Conv2d: 对由多个输入平面组成的输入信号进行二维卷积
Conv2d (in_channels, out_channels, kernel_size, stride=1,padding=0, dilation=1, groups=1,bias=True, padding_mode='zeros')
"""
conv_layer = torch.nn.Conv2d(in_channels, out_channels, kernel_size=kernel_size)

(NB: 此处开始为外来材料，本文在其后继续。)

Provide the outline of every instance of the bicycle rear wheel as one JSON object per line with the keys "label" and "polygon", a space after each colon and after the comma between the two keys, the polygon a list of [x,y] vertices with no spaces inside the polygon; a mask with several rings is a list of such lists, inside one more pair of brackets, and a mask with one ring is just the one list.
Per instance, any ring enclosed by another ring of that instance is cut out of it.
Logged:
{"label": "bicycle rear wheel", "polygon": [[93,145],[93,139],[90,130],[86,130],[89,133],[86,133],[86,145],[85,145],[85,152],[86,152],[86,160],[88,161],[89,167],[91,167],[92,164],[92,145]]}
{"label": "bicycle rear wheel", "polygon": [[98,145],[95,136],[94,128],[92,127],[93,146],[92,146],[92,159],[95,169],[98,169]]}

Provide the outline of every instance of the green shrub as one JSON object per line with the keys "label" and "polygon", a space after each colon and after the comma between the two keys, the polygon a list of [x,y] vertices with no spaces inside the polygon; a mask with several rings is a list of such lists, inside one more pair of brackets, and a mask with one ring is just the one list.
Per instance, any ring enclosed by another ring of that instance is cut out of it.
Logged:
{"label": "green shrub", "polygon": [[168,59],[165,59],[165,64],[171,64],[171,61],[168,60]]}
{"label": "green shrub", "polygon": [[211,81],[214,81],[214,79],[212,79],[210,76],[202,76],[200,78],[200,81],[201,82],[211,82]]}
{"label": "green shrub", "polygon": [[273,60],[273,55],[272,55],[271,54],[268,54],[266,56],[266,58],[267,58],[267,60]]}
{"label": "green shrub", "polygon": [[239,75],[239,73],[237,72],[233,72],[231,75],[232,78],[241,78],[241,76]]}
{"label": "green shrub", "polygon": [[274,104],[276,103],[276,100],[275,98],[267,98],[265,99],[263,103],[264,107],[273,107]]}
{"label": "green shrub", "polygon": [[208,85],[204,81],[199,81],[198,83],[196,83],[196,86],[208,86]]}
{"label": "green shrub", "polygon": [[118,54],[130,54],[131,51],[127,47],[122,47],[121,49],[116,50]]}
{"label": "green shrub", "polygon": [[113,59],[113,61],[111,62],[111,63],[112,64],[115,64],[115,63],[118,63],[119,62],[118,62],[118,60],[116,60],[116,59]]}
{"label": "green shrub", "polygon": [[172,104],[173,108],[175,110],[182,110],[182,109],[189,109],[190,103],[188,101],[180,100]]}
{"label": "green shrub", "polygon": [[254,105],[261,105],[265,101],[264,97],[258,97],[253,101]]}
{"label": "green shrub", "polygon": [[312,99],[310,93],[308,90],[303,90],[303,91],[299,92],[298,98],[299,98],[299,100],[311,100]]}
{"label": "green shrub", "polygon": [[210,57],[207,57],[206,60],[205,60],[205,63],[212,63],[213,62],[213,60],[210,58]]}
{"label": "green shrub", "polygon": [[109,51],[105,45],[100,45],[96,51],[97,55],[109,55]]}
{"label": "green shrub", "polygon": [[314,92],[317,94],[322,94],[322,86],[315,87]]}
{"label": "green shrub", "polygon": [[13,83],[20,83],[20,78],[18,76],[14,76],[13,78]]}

output = conv_layer(input)

print(input.shape)
print(output.shape)
print(conv_layer.weight.shape)  # kernel size
# torch.Size([1, 5, 100, 100])
# torch.Size([1, 10, 98, 98])
# torch.Size([10, 5, 3, 3])

4) 卷积层——padding

加上padding (填充0) 之后， input: 7*7, kernei_size: 3*3 (长宽各减2), output: 5*5

import torch

input = [3, 4, 5, 6, 7,
         2, 4, 5, 7, 10,
         3, 5, 7, 9, 5,
         0, 1, 4, 2, 7,
         4, 7, 6, 3, 2]

input = torch.Tensor(input).view(1, 1, 5, 5)
# bias=True: 给每个通道加上一个可学习的偏置量
conv_layer = torch.nn.Conv2d(1, 1, kernel_size=3, padding=1, bias=False)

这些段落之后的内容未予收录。